The expression language is a small functional language designed to feel natural if you’ve written Haskell, ML, or even spreadsheet formulas. It appears everywhere panproto needs to express computation: query predicates, field transforms (as seen in Chapter 22), computed fields, and conditional survival.

23.1.1 Literals

The basics: integers, floats, strings, booleans, and the absent value.

42
3.125
"hello"
True
False
Nothing

Nothing represents a missing or absent value. It is distinct from an empty string or zero.

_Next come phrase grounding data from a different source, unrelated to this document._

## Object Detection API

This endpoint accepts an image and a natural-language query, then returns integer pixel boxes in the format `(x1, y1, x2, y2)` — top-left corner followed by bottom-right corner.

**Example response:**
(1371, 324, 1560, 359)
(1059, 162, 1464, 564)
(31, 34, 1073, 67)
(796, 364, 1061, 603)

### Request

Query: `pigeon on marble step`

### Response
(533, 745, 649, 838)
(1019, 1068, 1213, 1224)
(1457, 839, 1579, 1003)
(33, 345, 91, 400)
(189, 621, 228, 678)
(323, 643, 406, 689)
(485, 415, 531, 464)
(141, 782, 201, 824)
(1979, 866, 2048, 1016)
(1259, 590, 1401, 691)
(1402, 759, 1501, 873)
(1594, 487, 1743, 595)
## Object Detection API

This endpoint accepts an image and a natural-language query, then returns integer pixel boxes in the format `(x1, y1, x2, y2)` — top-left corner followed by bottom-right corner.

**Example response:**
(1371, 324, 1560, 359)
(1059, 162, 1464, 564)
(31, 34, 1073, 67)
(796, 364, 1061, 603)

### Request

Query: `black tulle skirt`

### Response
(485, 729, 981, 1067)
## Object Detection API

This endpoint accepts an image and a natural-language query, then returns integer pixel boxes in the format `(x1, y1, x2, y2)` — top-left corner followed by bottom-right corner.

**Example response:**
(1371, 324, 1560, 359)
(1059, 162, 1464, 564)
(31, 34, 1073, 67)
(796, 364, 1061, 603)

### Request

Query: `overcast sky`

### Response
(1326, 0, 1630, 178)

23.1.2 Variables and field access

Variables are lowercase identifiers. When an expression is evaluated against a node, the node’s fields are bound as variables in the evaluation environment.

x
name
age

Dotted field access reaches into nested structures:

node.name
doc.attrs.level

23.1.3 Arithmetic and comparison

Standard arithmetic operators work on integers and floats:

x + 1
2 * y
a - b
total / count
n mod 3

Comparisons return booleans:

x == 1
age > 18
score <= 100
name /= "admin"

Note that inequality is /= (the Haskell convention), not !=.

23.1.4 Boolean logic

a && b
x || y
not flag

not is a keyword, not a function. && and || are short-circuiting.

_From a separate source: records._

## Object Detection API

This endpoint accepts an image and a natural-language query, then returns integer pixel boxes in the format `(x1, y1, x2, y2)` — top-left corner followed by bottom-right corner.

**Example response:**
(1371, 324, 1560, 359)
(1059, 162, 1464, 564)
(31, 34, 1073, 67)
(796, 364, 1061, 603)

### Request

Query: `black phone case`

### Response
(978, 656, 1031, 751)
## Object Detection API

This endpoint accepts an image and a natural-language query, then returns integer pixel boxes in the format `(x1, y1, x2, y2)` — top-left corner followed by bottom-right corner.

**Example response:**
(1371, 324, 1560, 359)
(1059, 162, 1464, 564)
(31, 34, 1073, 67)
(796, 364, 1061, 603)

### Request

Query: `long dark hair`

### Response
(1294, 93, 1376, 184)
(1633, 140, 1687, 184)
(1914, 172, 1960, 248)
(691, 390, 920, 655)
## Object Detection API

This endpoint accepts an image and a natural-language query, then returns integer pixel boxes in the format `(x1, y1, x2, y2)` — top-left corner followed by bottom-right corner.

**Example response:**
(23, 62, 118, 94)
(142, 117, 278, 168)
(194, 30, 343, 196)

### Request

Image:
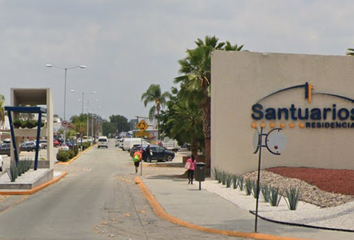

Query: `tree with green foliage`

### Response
(347, 48, 354, 56)
(175, 35, 244, 168)
(102, 121, 116, 136)
(158, 87, 204, 157)
(70, 114, 87, 134)
(70, 113, 88, 139)
(141, 84, 171, 139)
(109, 115, 129, 134)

23.1.5 String concatenation

The ++ operator concatenates strings (and lists):

"hello" ++ " " ++ "world"

23.1.6 Lambda expressions

Anonymous functions use backslash syntax:

\x -> x + 1
\x y -> x * y + 1

Lambdas are first class values. You can pass them to map, filter, and other higher-order builtins.

23.1.7 Let bindings

Local bindings with let ... in:

let x = 1 in x + 2
let
  a = 10
  b = 20
in a + b

Indentation-based layout works the same way as in Haskell: the let keyword opens a layout block, and bindings at the same indentation level are grouped together.

23.1.8 Conditionals

if age > 18 then "adult" else "minor"

Both branches are required. The types of the two branches should agree.

23.1.9 Case expressions

Pattern matching on values:

case x of
  True  -> 1
  False -> 0

Case expressions also support guards and otherwise:

case level of
  1 -> "heading"
  2 -> "subheading"
  otherwise -> "paragraph"

23.1.10 Records

Record literals use curly braces with = for field bindings:

{ name = "alice", age = 30 }

Record punning lets you omit the value when the field name matches a variable in scope:

let name = "alice"
    age = 30
in { name, age }

This produces the same record as the explicit version.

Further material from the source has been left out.